Now, let's focus on LogisticRegression algorithm. To give a detail report on this algorithm, we print the classification_report using the sklearn linear_model library with the following code:
model=linear_model.LogisticRegression()
model.fit(xtrain_tfidf, train_y)
y_pred = model.predict(xvalid_tfidf)
print(metrics.classification_report(valid_y, y_pred,
target_names=df['cat'].unique()))
The model.fit trains the algorithm using our training data. Then the model.predict is to predict test set data that we set aside for 25%. Then we call classification_report to generate the accuracy metric by comparing the result y_pred with the original label valid_y.
Here is the result:
precision recall f1-score support cambodia 0.86 0.93 0.89 511
economy 0.00 0.00 0.00 5
entertainment 0.91 0.96 0.94 513
health 0.97 0.89 0.93 188
life 0.78 0.51 0.61 164
sports 0.93 0.97 0.95 474
technology 0.89 0.84 0.86 288
world 0.88 0.90 0.89 484 accuracy 0.90 2627
macro avg 0.78 0.75 0.76 2627
weighted avg 0.89 0.90 0.89 2627
We got 90% accuracy overall.

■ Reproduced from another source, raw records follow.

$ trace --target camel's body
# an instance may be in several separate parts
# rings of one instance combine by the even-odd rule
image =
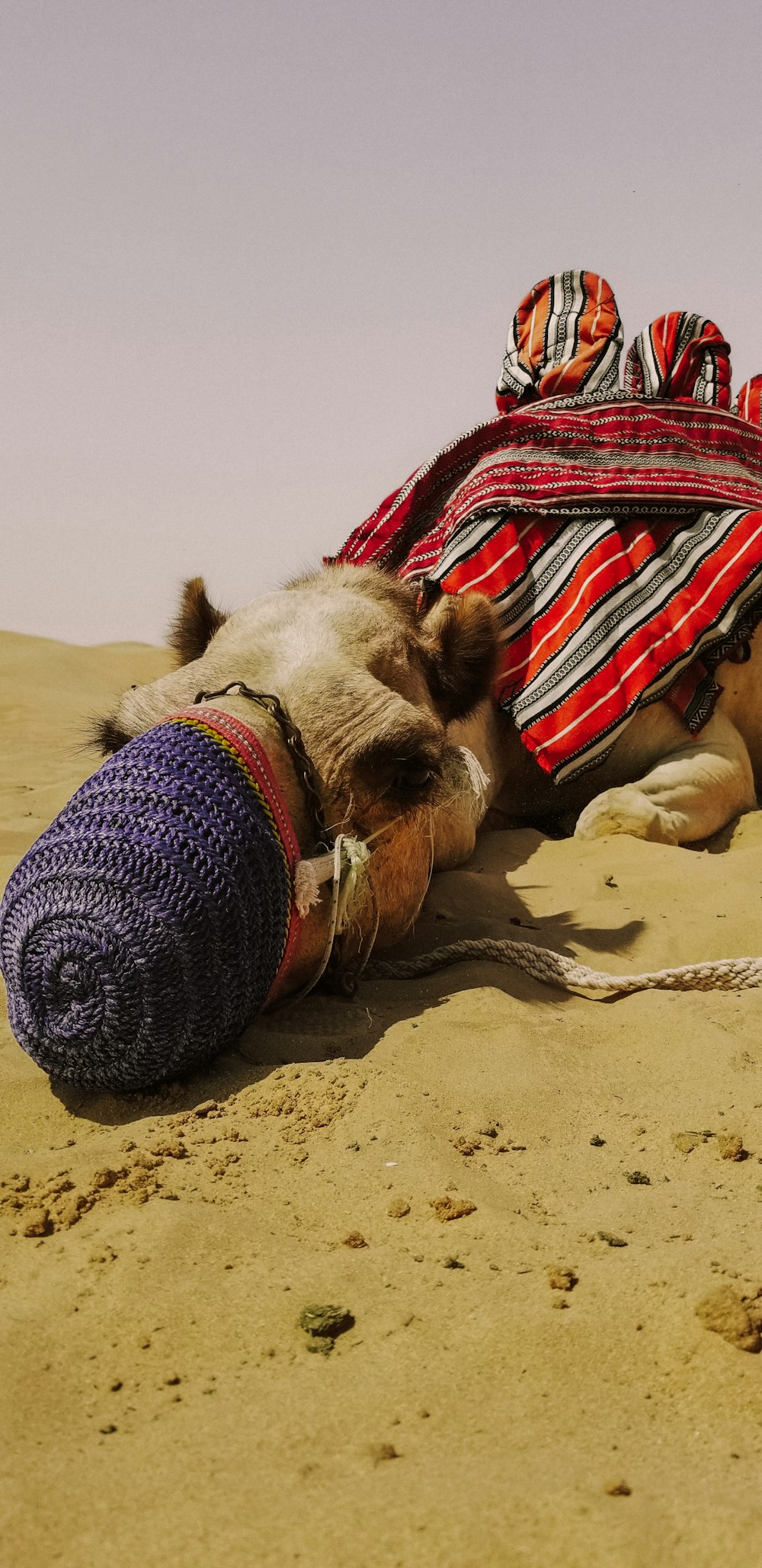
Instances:
[[[630,833],[688,844],[749,811],[762,781],[759,638],[748,663],[720,668],[723,693],[696,737],[668,702],[654,702],[635,713],[605,762],[558,787],[491,701],[497,622],[480,594],[444,596],[422,616],[414,590],[397,579],[326,568],[224,621],[196,580],[174,644],[182,666],[127,691],[103,724],[103,745],[141,734],[201,690],[240,681],[276,693],[318,768],[329,823],[375,836],[372,884],[384,944],[414,917],[431,869],[470,855],[491,806],[511,818],[574,814],[579,837]],[[278,726],[243,696],[215,702],[259,734],[309,853],[304,800]],[[489,778],[478,798],[459,746]],[[323,905],[304,922],[288,989],[314,967]]]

The entertainment and sport category got high accuracy of 94% and 95% respectively.
Notice that we did not get any predictions in the economy category correctly. The training set data is very small for this category. The good approach for imbalanced data set is to get more data on this and scale back others. But we did not go further into this.
We can also look at how it predicts the data that it trains from. This gives us some idea of how well it fit on training data to see if it overfit or not. This is done by just pass in training data to the predict function. As expected the result from training set accuracy is higher. But it just slightly higher which implies that it does not overfit. Notice that even the economy category was also incorrectly predicted in the training set. The algorithm tends to ignore category with a low number of data.
precision recall f1-score support cambodia 0.89 0.95 0.92 1489
economy 0.00 0.00 0.00 10
entertainment 0.93 0.96 0.95 1487
health 0.94 0.90 0.92 499
life 0.91 0.64 0.75 543
sports 0.94 0.97 0.96 1476
technology 0.91 0.90 0.90 861
world 0.91 0.93 0.92 1516 accuracy 0.92 7881
macro avg 0.80 0.78 0.79 7881
weighted avg 0.92 0.92 0.92 7881
Conclusion
The overall performance that we got is a 90% accuracy for the Logistic Regression algorithm. This is lower than the result we have seen in the previous classification for the car accident prediction of 98% accuracy using XGBoost. But the car accident classification has to predict only 2 classes (accident or not-accident) where a random guess would get an accuracy of 50%. While with 8 different classes, a random guest only gets a 13% accuracy. So it is much more difficult to predict accurately for an 8-class than a 2-class classification.
With the performance of 90% accuracy, Logistic Regression is the algorithm we currently use for our site. As we get more data, we can still further improve this algorithm performance based on our result from the different document size experiment.